When: Wednesday, August 7, and Thursday, August 8, $50-$500 (VIP $1800), 8:30
Why: It was an unforgettable moment in my childhood. On August 7, 1974, French tightrope artist Philippe Petit, six days shy of his twenty-fifth birthday, pulled off what he called “le coup”: After six years of secret planning, he snuck up to the top of the South Tower of the recently built World Trade Center and walked on a 131-foot-long wire he had strung to the other, 1,350 feet aboveground, traversing it eight times over forty-five minutes using a balancing pole. The crossing was completely unauthorized; spectators and security officers alike were stunned. It was a spectacular achievement that went viral well before there was anything like social media. It was all over the news, on television and in the papers, and it was all anyone was talking about.
“This is probably the end of my life to step on that wire,” Petit says in James Marsh’s 2008 documentary, Man on Wire. “Death is very close.”
The Twin Towers opened on April 4, 1973, and were destroyed on September 11, 2001.
Petit has also walked the high wire at the Sydney Harbour Bridge, the Louisiana Superdome, the Centre Georges Pompidou, the Paris Opera, the Museum of the City of New York, the Eiffel Tower, and locations in Jerusalem, Tokyo, Vienna, Frankfurt, Belgium, Switzerland, and numerous US cities.

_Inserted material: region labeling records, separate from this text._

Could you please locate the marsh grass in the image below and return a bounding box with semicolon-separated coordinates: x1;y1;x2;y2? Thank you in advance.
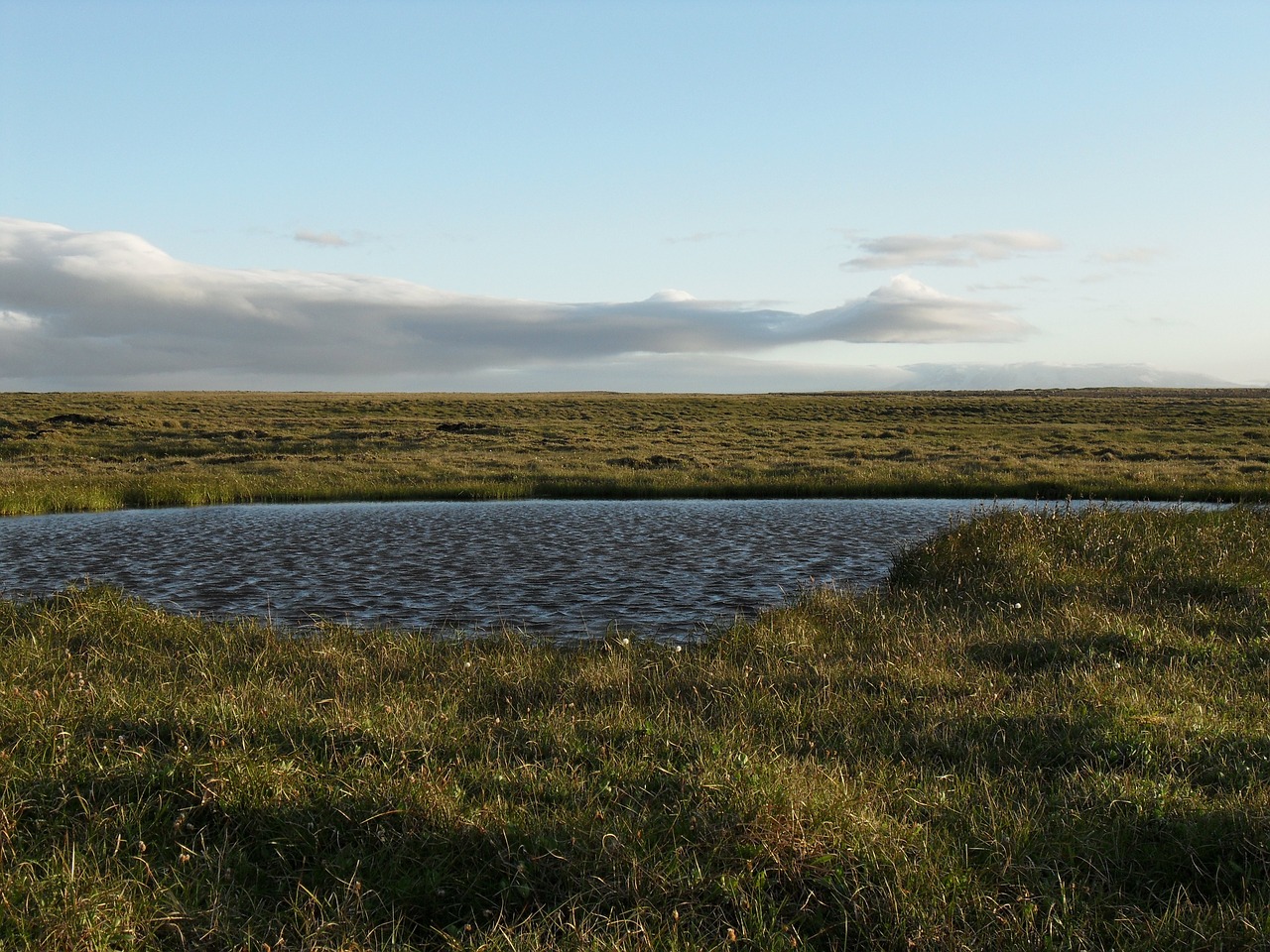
0;509;1270;949
0;390;1270;516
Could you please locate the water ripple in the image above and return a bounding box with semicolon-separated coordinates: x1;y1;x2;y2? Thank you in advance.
0;499;1062;639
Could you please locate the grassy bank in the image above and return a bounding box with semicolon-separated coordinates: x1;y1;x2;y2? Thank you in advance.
0;509;1270;949
0;390;1270;514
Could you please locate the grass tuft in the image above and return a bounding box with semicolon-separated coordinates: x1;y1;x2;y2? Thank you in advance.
0;508;1270;949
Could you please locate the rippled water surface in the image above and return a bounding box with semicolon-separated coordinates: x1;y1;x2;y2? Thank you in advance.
0;499;1062;638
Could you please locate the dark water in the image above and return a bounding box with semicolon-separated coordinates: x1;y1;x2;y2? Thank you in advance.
0;499;1112;639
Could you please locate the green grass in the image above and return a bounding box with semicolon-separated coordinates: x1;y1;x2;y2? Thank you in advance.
0;508;1270;949
0;390;1270;516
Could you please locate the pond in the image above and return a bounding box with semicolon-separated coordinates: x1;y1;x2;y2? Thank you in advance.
0;499;1148;639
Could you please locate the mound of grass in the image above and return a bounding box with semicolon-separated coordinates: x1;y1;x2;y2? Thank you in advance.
0;509;1270;949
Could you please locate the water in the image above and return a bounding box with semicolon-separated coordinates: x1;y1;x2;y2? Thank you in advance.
0;499;1122;639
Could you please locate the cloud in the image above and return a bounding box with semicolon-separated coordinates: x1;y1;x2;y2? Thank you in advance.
809;274;1033;344
842;231;1062;271
292;230;352;248
0;218;1029;390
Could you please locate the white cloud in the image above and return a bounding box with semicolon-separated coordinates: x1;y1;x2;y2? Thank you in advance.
842;231;1062;271
808;274;1033;344
0;218;1029;389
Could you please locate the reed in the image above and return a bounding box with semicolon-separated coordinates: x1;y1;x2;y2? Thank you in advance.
0;507;1270;949
0;390;1270;516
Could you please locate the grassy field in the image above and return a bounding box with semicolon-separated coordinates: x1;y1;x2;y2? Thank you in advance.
0;502;1270;952
0;390;1270;514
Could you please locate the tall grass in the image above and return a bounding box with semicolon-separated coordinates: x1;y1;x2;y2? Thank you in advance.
0;391;1270;514
0;509;1270;949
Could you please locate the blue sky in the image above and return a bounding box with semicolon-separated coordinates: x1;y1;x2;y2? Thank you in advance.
0;0;1270;391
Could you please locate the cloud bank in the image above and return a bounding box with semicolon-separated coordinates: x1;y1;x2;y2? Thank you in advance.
291;228;352;248
842;231;1062;271
0;218;1030;389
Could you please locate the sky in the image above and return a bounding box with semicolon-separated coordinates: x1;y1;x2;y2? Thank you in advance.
0;0;1270;393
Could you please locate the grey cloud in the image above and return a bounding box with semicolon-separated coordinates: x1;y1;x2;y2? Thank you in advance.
0;218;1029;389
842;231;1062;271
292;230;352;248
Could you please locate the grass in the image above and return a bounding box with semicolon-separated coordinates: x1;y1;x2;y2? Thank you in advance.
0;508;1270;949
0;390;1270;516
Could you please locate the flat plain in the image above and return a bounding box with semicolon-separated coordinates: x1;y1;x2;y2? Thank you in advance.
0;391;1270;952
0;390;1270;514
0;507;1270;952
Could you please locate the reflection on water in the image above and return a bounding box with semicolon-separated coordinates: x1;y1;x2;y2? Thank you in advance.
0;499;1091;638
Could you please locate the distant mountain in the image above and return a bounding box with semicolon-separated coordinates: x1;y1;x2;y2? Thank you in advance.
889;363;1241;390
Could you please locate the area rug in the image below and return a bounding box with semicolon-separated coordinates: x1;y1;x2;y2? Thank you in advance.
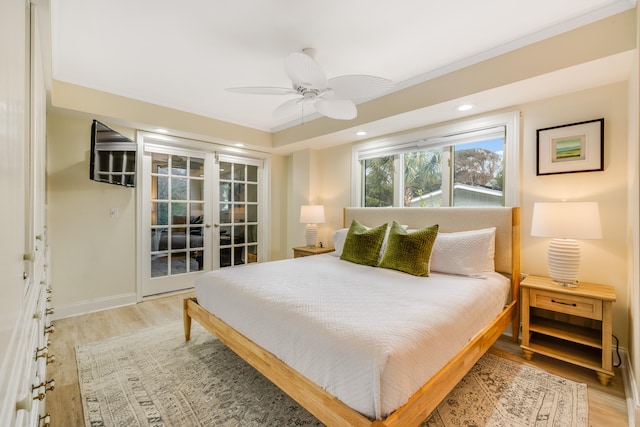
76;322;588;427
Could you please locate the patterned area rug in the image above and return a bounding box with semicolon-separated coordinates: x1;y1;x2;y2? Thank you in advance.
76;322;588;427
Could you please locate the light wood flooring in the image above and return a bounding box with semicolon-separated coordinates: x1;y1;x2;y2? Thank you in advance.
46;292;628;427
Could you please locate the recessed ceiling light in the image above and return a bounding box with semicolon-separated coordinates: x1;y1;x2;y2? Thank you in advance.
456;104;475;111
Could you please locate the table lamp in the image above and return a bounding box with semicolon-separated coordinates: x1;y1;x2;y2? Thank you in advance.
300;205;324;248
531;202;602;287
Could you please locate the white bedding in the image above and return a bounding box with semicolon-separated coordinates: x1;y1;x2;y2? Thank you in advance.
195;255;509;419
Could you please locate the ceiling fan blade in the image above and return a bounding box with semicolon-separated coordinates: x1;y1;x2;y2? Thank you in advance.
273;98;304;120
314;98;358;120
284;52;327;89
225;86;297;95
326;74;395;100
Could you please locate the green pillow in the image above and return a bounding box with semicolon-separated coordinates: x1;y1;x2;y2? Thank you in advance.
340;219;387;267
380;221;438;276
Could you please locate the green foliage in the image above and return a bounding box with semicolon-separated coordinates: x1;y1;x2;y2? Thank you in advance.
453;148;504;190
404;148;442;206
364;156;394;207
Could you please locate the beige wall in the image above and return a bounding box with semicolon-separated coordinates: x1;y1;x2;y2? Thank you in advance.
314;83;629;346
47;114;136;309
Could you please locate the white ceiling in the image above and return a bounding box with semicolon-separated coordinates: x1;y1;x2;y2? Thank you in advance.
51;0;636;131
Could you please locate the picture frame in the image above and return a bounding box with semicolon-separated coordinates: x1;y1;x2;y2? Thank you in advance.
536;118;604;175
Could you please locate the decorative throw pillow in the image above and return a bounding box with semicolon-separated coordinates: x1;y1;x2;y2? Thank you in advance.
380;221;438;276
340;219;387;267
331;228;349;257
431;227;496;277
331;225;408;262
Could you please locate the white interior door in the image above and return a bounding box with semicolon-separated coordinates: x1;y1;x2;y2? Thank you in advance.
141;145;217;296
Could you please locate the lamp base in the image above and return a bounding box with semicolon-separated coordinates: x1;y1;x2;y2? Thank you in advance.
547;239;580;287
304;224;318;248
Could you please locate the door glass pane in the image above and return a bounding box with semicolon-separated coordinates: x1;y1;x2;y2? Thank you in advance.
189;227;204;249
233;246;246;265
247;245;258;262
219;204;231;224
247;184;258;203
151;153;169;175
247;166;258;182
403;148;442;208
171;203;187;225
189;251;204;271
233;183;244;202
151;175;169;200
363;156;394;207
220;182;231;202
189;157;204;178
247;225;258;243
233;204;246;222
171;156;187;176
219;162;260;267
220;162;231;180
171;177;188;200
247;205;258;222
220;248;231;268
220;226;231;246
151;202;169;225
151;153;205;283
189;203;204;219
233;163;245;181
189;179;204;200
233;225;246;244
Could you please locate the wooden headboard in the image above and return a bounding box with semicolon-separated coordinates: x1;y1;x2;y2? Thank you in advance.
344;207;520;278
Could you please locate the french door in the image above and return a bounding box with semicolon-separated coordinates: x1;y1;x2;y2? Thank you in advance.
139;137;262;296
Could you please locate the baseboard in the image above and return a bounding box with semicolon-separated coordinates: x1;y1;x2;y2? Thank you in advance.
52;292;137;320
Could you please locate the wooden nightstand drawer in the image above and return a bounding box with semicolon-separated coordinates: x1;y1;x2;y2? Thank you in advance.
530;289;602;320
520;276;616;385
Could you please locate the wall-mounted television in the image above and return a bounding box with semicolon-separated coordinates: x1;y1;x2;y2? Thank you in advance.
89;120;138;187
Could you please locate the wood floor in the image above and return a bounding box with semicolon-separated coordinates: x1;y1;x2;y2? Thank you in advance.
46;292;628;427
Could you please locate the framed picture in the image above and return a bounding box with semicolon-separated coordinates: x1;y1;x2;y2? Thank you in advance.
536;119;604;175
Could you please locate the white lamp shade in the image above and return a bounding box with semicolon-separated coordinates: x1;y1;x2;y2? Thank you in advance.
300;205;324;224
531;202;602;239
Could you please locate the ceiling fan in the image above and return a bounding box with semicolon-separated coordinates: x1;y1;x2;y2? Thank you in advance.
227;48;394;120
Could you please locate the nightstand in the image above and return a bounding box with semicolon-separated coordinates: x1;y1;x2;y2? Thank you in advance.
520;276;616;385
293;246;334;258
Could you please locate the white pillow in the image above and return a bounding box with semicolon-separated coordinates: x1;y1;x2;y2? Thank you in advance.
431;227;496;277
331;225;407;262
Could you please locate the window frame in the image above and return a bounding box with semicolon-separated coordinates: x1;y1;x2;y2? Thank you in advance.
351;111;520;207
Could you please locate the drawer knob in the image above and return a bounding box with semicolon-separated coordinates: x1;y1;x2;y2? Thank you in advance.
38;414;51;427
31;379;56;400
16;395;33;411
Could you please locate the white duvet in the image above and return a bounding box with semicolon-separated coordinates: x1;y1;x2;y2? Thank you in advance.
195;255;509;419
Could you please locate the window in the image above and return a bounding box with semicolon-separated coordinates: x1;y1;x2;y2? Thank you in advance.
354;113;519;207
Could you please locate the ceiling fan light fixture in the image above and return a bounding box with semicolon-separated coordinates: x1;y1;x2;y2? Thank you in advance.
227;48;394;120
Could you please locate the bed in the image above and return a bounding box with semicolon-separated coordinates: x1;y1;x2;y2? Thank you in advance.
184;208;520;426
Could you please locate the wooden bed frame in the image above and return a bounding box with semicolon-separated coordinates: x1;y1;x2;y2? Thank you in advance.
184;208;520;427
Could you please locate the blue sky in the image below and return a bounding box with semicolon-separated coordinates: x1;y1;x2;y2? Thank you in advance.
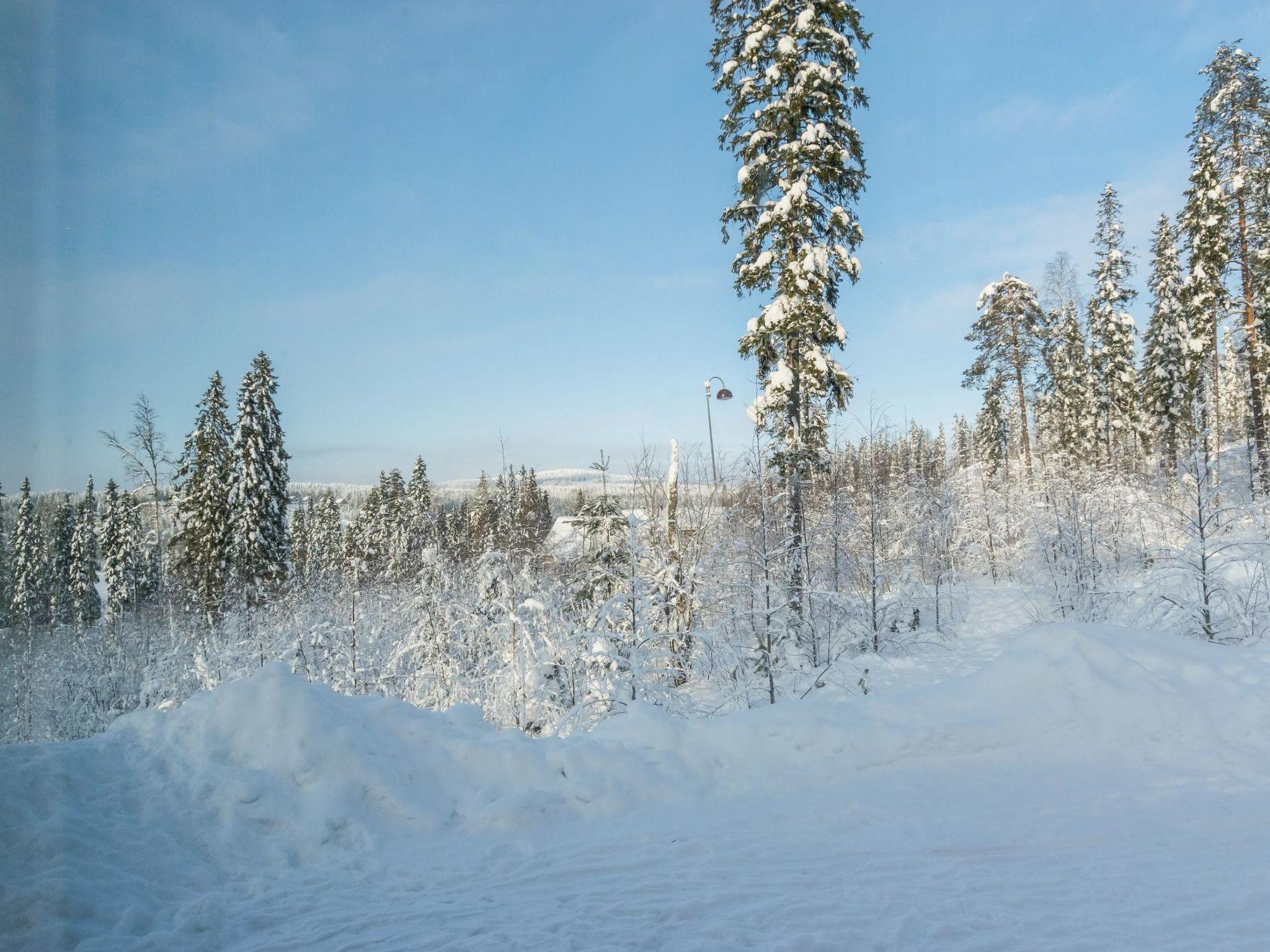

In 1982, 1992, and 1996, he performed the feat at the Cathedral Church of St. John the Divine, where he has been an artist in residence for more than four decades.
On August 7 and 8, in honor of the fiftieth anniversary of his World Trade Center walk, called the “artistic crime of the century,” Petit has conceived and directed “Towering!!,” a special two-night multidisciplinary happening consisting of nineteen scenes at the cathedral, where he will be joined by clarinetist Anat Cohen, musical whistler Molly Lewis, singer-songwriter Sophie Auster, actors Tim Guinee and Lorenzo Pisoni, classical pianist Evelyne Crochet, bassist and composer Shawn Conley, musician, author, and educator Michael Miles, and students from Ballet Tech dance school.
Petit, who turns seventy-five on August 13, will walk the high wire and share stories about his WTC adventure. In addition, his good friend Sting will play three songs, including “Let the Great World Spin,” which was written specifically for this event, and Marsh will debut a short film about Petit.
Limited tickets are still available for several sections as well as VIP seating, which comes with Champagne and dessert with Petit after the performance. Part of the proceeds support programs at the cathedral and the preservation of Petit’s archives.